Eurostat didn't give a breakdown of the preliminary figures. Economists said GDP was hit by weaker net exports, particularly in regional powerhouse Germany, coupled with a significant inventory correction and a sharp fall in investment.

"The message is you are going to get a very large contraction again in the first quarter and further contraction probably in the second quarter,” said Julian Callow, chief European economist at Barclays Capital. “We're just not really seeing any major upswing in business confidence so far.”

Although recent surveys suggest the pace of GDP contraction could moderate in coming quarters, economists now say that a recovery appears a long way off.

"We expect a further sharp deterioration in the year-on-year rate. We forecast that it will bottom out at minus 3.3 per cent in Q3 this year. The risk is to the downside," BNP Paribas economist Ken Wattret said in a note.

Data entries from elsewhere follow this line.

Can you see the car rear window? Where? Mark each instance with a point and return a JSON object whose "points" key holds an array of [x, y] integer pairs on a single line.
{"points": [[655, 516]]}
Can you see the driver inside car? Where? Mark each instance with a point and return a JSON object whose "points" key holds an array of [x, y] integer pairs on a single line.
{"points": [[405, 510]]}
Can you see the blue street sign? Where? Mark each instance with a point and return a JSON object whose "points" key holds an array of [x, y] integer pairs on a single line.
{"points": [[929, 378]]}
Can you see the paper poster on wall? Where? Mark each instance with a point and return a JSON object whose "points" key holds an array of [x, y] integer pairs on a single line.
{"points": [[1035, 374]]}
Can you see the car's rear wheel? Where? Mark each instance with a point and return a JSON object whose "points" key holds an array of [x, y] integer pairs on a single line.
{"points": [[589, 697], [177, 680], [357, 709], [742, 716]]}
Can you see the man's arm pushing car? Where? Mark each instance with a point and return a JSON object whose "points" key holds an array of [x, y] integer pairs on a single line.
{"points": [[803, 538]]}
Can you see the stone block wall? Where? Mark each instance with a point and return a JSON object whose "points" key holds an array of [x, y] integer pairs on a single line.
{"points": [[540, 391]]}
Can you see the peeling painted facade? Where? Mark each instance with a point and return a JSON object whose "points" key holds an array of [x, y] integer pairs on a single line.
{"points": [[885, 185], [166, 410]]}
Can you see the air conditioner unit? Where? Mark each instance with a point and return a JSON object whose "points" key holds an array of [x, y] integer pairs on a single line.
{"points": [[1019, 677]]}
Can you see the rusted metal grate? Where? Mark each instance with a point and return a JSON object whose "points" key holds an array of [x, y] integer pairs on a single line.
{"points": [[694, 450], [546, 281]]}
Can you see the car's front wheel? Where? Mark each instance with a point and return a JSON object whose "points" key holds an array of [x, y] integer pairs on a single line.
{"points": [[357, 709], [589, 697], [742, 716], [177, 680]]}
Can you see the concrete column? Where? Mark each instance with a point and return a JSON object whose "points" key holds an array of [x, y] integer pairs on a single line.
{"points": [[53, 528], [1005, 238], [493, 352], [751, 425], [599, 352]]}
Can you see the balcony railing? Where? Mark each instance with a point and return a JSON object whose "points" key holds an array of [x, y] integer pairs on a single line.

Over the whole of 2008, GDP grew 0.7 per cent in the euro area, Eurostat said. GDP grew 2.6 per cent in 2007.

Amelia Torres, the European Commission's spokeswoman for economic issues, said: "We were expecting negative figures for the fourth quarter and still negative figures for the first quarter."

The Eurozone entered recession for the first time in the third quarter. Since then, business and consumer confidence has dropped to all-time lows, industrial output has fallen at a record pace, unemployment has risen to a two-year high, and demand in many of the Eurozone's main trading partners has weakened.

The Eurozone's fourth quarter GDP downturn was deeper than the 1 per cent drop seen in the US, but matched the fall in the UK economy. Japan, which is also in recession, is expected to post its sharpest annualised contraction for more than three decades.

Figures released earlier by individual member states showed German real GDP slumped 2.1 per cent in the final three months of the year due to weaker exports and machinery investment - the third consecutive quarterly drop and sharpest contraction since 1987.

In Italy, GDP shrank 1.8 per cent in the fourth quarter, the sharpest decline since 1980. In France, the Eurozone's second-biggest economy, the finance ministry said GDP contracted 1.2 per cent on the quarter - and should contract by at least 1.0 per cent this year on average.

"This Friday the 13th is living up to its name. Eurostat has just released 'scary' GDP numbers," Martin van Vliet, a senior euro-zone economist at ING, said in a note.

"Our base case is for Eurozone real GDP to drop by 2.3 per cent this year as a whole, with the balance of risks skewed to an even weaker outcome."